“Am I feeble-minded?” I once asked my brother, and he smiled at me approvingly, as if I had at last achieved some measure of self-awareness.

My late brother spoke thirteen languages — yes, I know, thirteen, but come on, even Sherlock Holmes had a smarter brother (just not that much smarter) — and he had signed the Official Secrets Act, need I say more?  Oh, all right then: I have no idea what he did for a living.

Richard was probably not the most impressionable judge to whom to put such a question.  “What has prompted this sudden realisation?” he replied, which I suppose was an answer of sorts.

The reason for my question was that I had received a promotional email offering me a variety of Pandemic Novelties to Pass the Time, and one of them puzzled and intrigued me.  An ‘Adjustable Abdominal Fitness Hoop,’ have you got yours yet?  If so, can you explain this: would needing to adjust it be a sign of success or failure, extra stomach muscles or too many pies?  At least the price had been reduced, especially for me, I was pleased to note.

A novelty used to be an inexpensive ornament, a trinket, a bauble, a souvenir of a holiday we would rather forget.  Something we might buy to prevent a doorstep traveller cursing us, perhaps, or as a gift for a friend we would rather not see again.

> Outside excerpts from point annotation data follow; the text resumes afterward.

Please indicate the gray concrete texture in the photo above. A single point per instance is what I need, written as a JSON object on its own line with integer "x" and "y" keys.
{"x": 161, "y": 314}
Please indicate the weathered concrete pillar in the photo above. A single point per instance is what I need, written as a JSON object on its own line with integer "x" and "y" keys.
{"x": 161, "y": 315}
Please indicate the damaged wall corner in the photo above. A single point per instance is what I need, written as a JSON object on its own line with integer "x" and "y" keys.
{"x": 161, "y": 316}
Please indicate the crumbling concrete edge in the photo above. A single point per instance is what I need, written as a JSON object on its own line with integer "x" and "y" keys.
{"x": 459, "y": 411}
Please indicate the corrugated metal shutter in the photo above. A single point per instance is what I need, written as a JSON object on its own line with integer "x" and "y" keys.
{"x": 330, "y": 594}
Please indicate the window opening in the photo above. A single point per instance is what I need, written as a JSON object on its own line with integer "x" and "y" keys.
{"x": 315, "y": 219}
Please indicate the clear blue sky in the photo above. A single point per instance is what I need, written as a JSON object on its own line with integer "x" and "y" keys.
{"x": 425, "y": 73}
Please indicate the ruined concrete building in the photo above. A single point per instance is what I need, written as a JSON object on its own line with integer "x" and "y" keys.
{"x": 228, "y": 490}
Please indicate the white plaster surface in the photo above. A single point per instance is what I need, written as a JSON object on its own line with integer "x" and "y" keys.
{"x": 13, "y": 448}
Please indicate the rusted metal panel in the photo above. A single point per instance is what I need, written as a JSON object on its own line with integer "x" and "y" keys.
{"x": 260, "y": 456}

The email writer suggested the first 2 steps to novelty — ‘leaving home, leaving the country’ — will make ‘a routine experience like buying vegetables new all over again.’  Buying vegetables would certainly be a new experience for me.  And leaving home has indeed become a novelty in the past year or so.

I sometimes adjust a chess piece without intending to move it (you have to say “J’adoube,” pardon my French) but I don’t easily adjust to novelty or innovation.  Waiting in a socially-distanced queue of oldies to collect my statins, I scrutinise pharmacy shelves for a bottle labelled A Cure for Novelty, but see only novelty cures.  Potato peel carried in your pocket cures toothache, are you kidding me?

I am aware that adopting new lifestyles or finding alternative hobbies has helped many people to pass the time during lockdown — a bit like convicts taking up weightlifting — but I have no desire to learn Esperanto or practise karate moves in the living room.  Although I believe there is one called the roundhouse kick which might move me out from under my wife’s feet.  And nearer to the fridge.

Perhaps I’m not as feeble-minded as I thought.  I’m sending for that adjustable hula hoop.  They’re offering it to me at a special price.